= Wetlands International =

Non-profit organization

Wetlands International is a global organisation that works to sustain and restore wetlands and their resources for people and biodiversity. It is an independent, not-for-profit, global organisation, supported by government and NGO membership from around the world.

Based mostly in the developing world, it has 20 regional, national or project offices in all continents and a head office in Ede, the Netherlands.
The NGO works in over 100 countries and at different scales to tackle problems affecting wetlands. With the support of dozens of governmental, NGO and corporate donors and partners, it supports about 80 projects.

Wetlands International's work ranges from research and community-based field projects to advocacy and engagement with governments, corporate and international policy fora and conventions. Wetlands International works through partnerships and is supported by contributions from an extensive specialist expert network and thousands of volunteers.

==History==
It was founded in 1937 as the International Wildfowl Inquiry and the organisation was focused on the protection of waterbirds. Later, the name became International Waterfowl & Wetlands Research Bureau (IWRB). The scope became wider; besides waterbirds, the organisation was also working on the protection of wetland areas.

Later, organisations with similar objectives emerged in Asia and the Americas: the Asian Wetland Bureau (AWB) (initiated as INTERWADER in 1983) and Wetlands for the Americas (WA) (initiated in 1989). In 1991, the three organisations started to work closely together.

In 1995, the working relation developed into the global organisation Wetlands International.

Wetlands International works in many thematic areas throughout the world, including the links between peatlands and climate change, as well as wetlands and waterbird migration, based on extensive research as well as field projects. It coordinates the International Waterbird Census, a large-scale citizen science project with decades of data.

==Key areas of work==
Currently, Wetlands International has four primary areas of work, which are:

===Peatlands===

Wetlands International's peatlands work is focused in Eurasia and southeast Asia. The peatswamp forests of Central Kalimantan, Indonesia, are studied and worked on in particular for climate mitigation. The project Restoring peatlands in Russia is a joint-effort with the government and Greifeswald University, and was recognised by the UNFCCC with a Momentum for Change award in 2017, for storing up to 200,000 tonnes CO_{2}e of carbon emissions every year by rewetting peatlands and preventing fires.

In the severely degraded peat lands of Central Kalimantan, drainage canals and logging have had disastrous impacts in an attempt to convert the unsuitable peatswamps into rice fields.
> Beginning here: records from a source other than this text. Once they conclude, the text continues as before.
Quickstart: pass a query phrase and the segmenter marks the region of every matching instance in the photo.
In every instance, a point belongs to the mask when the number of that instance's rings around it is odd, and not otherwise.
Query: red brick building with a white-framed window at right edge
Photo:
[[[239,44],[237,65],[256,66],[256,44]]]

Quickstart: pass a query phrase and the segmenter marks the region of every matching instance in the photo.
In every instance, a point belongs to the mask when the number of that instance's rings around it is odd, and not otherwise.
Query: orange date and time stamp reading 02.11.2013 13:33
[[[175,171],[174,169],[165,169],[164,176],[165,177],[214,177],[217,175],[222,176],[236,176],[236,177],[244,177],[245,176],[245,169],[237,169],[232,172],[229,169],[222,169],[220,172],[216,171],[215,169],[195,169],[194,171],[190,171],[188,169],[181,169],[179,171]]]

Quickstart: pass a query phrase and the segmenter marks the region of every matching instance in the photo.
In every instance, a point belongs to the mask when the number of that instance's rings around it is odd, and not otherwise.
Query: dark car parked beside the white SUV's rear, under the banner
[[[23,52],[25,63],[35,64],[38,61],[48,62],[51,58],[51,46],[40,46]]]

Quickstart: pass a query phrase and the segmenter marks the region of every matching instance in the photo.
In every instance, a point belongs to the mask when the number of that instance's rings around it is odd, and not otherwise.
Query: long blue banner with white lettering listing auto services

By building small dams and blocks, the drainage of the area was stopped, preventing further oxidation of the peat soil. The area was then reforested with native tree species and community fire brigades to prevent the island's huge problem of peat fires.

===China’s Ruoergai marshes===

Previous work in China has included the Ruoergai marshes, and new work is looking at the Yellow Sea/Bohai migratory bird flyway. Runoff from the glaciers in the Himalayas towards China’s lowland is regulated and stored in the Ruoergai marshes. The Wetlands International China office worked to have this peatland declared a Ramsar site, giving the Chinese government the obligation to protect the area. Furthermore, because of the work with the local Chinese authorities in measuring the impact of different management options, peat mining and drainage are now no longer allowed in Ruoergai and the neighbouring counties. This also leads to improved water supply to the Yellow River and Yangtze River.
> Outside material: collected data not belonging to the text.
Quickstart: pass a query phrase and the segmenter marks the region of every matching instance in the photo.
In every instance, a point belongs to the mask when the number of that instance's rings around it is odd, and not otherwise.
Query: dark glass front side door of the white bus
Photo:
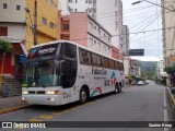
[[[60,61],[60,81],[63,88],[69,90],[68,96],[72,96],[72,90],[75,83],[78,60],[77,46],[65,43],[61,45],[61,55],[63,59]]]

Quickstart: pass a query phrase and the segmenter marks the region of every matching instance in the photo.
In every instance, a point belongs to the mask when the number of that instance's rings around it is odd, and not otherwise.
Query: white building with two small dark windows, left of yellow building
[[[0,36],[25,39],[24,8],[25,0],[0,0]]]

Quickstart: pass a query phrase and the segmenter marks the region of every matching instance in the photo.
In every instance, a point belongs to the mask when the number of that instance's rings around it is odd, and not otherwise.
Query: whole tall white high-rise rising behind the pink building
[[[96,19],[112,35],[112,44],[121,48],[122,2],[121,0],[60,0],[61,14],[88,12]],[[81,19],[78,19],[81,21]]]

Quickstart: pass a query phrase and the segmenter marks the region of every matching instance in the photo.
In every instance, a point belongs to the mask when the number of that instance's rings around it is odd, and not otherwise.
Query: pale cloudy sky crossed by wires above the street
[[[158,61],[162,59],[162,15],[161,8],[149,2],[138,0],[122,0],[124,24],[130,29],[130,48],[144,49],[144,57],[132,57],[142,61]],[[161,0],[149,0],[161,4]],[[159,29],[154,31],[153,29]],[[149,31],[149,32],[147,32]],[[132,34],[144,32],[139,34]]]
===Turberas of Tierra del Fuego, Argentina ===

In Tierra del Fuego, Argentina, the Wetlands International Latin America office built awareness of sustainable use of the peatlands from the local to the national level, which have contributed to their protection.

===Coastal wetlands===

Coastal wetlands such as mangrove forests and coral reefs reduce the impact of storms. Mangroves can even cope with sea level rise and provide protection from impacts of waves.

===Dryland regions===

In dryland regions such as sub-Saharan Africa, less rainfall and longer droughts increase the already huge importance of the Sahelian wetlands, and at the same time threaten overexploitation of these areas.

Wetlands International works in Mali to improve the livelihoods and water provision of communities in the Inner Niger Delta in a changing climate.

===Biodiversity and waterbirds===
Wetlands International works to protect and restore the rich biodiversity of wetlands. Millions of waterbirds depend on wetlands like marshes, lakes and coastal zones. Wetlands International coordinates an International Waterbird Census in most countries of the world outside the US where it approximates to the Christmas Bird Count run by the Audubon Society. The census takes place in 143 countries, divided into five regions, visiting 15,000 sites over 60 years.

====Promoting the protecting of wetlands along the flyways of waterbirds====
Wetlands International promotes the establishment of ecological networks of well managed, protected wetlands, along the main flyway routes of migratory waterbirds. These wetlands provide stepping stones for migratory waterbirds; crucial for their survival. Wetlands International supports international governmental agreements to create these networks.